Lack of any enforcement is the key:
The FTC has already provided a guide of 12 pages on its website along with the FAQ breakdown for the sake of demonstrating acceptable disclosure forms for the currently paid endorsements. Here, the placement and language matters.
- Starting any IG caption with the hashtag or using the branded content tool of Instagram when needed is enough. Just tucking in the partner or ambassador at the end is not proper as it will not clearly explain that the poster received payment in exchange for the endorsement or not.
- Each influencer who was put on notice in 2017 by TFC received a copy of that disclosure guide. Yet, after that of Lindsay Lohan, those who got follow-up warnings later have continued to engage in some of the deceptive marketing practices.
- The nonprofit tracked the IG pages of around 21 repeat offenders between May 2017 and December 2018and came across around 1400 examples of posts which are skirting FTC laws, even more.
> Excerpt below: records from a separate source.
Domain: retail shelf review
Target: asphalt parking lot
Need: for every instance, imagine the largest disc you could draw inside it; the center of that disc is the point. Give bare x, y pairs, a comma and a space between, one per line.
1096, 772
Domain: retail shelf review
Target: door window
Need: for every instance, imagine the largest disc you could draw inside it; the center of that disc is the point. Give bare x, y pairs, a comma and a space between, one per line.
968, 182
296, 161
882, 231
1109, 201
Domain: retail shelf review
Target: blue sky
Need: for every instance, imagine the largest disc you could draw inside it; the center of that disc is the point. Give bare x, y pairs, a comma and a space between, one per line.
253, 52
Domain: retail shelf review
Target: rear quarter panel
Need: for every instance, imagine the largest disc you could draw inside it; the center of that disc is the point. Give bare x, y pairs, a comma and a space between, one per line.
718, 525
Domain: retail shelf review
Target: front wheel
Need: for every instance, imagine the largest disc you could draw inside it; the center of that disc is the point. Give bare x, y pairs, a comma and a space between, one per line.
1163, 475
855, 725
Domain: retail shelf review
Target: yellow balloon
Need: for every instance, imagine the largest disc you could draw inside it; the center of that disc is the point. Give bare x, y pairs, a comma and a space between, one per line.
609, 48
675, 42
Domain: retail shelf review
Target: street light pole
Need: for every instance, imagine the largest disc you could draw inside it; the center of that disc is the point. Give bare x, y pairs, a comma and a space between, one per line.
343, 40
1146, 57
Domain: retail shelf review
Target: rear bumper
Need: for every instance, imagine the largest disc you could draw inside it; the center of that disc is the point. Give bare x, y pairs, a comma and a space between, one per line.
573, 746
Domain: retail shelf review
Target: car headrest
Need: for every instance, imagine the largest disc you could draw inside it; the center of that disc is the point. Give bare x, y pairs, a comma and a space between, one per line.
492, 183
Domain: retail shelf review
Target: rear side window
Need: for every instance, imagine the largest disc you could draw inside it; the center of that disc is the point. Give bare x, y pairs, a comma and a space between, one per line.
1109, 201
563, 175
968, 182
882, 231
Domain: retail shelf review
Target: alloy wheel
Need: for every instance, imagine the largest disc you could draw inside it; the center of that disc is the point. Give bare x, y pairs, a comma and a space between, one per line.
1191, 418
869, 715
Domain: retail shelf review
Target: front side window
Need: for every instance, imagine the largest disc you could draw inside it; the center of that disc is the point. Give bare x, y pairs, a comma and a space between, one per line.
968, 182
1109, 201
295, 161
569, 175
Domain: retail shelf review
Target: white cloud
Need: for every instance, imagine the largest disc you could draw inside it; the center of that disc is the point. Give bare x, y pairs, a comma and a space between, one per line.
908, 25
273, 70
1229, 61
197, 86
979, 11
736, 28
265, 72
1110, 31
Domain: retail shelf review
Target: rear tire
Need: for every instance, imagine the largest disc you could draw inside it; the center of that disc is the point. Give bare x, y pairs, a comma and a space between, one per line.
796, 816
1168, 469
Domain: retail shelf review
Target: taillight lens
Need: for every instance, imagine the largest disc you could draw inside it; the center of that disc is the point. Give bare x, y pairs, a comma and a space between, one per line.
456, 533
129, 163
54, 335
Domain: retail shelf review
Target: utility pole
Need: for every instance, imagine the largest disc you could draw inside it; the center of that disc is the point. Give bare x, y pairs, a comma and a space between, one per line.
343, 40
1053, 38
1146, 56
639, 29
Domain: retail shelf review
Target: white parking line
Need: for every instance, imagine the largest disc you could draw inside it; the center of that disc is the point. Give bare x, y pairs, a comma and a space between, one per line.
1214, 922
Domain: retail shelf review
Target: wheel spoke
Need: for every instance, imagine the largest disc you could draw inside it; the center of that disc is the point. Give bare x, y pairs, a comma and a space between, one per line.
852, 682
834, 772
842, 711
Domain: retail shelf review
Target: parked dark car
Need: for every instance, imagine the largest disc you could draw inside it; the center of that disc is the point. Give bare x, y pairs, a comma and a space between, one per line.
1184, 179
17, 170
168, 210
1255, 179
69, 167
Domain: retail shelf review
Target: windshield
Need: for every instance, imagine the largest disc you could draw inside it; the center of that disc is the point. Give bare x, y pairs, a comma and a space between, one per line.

- Later, TINA filed one formal complaint earlier this month, which will be turning findings over to the commission and just asking for any strict action to take and get this situation under control. Yet, it has not received a reply.
Instagram is one platform for growing business and the influencers are well-aware of that. But being honest to the followers will help them in their own ways to grow the follower’s base and also establish a good relationship with them based on trust.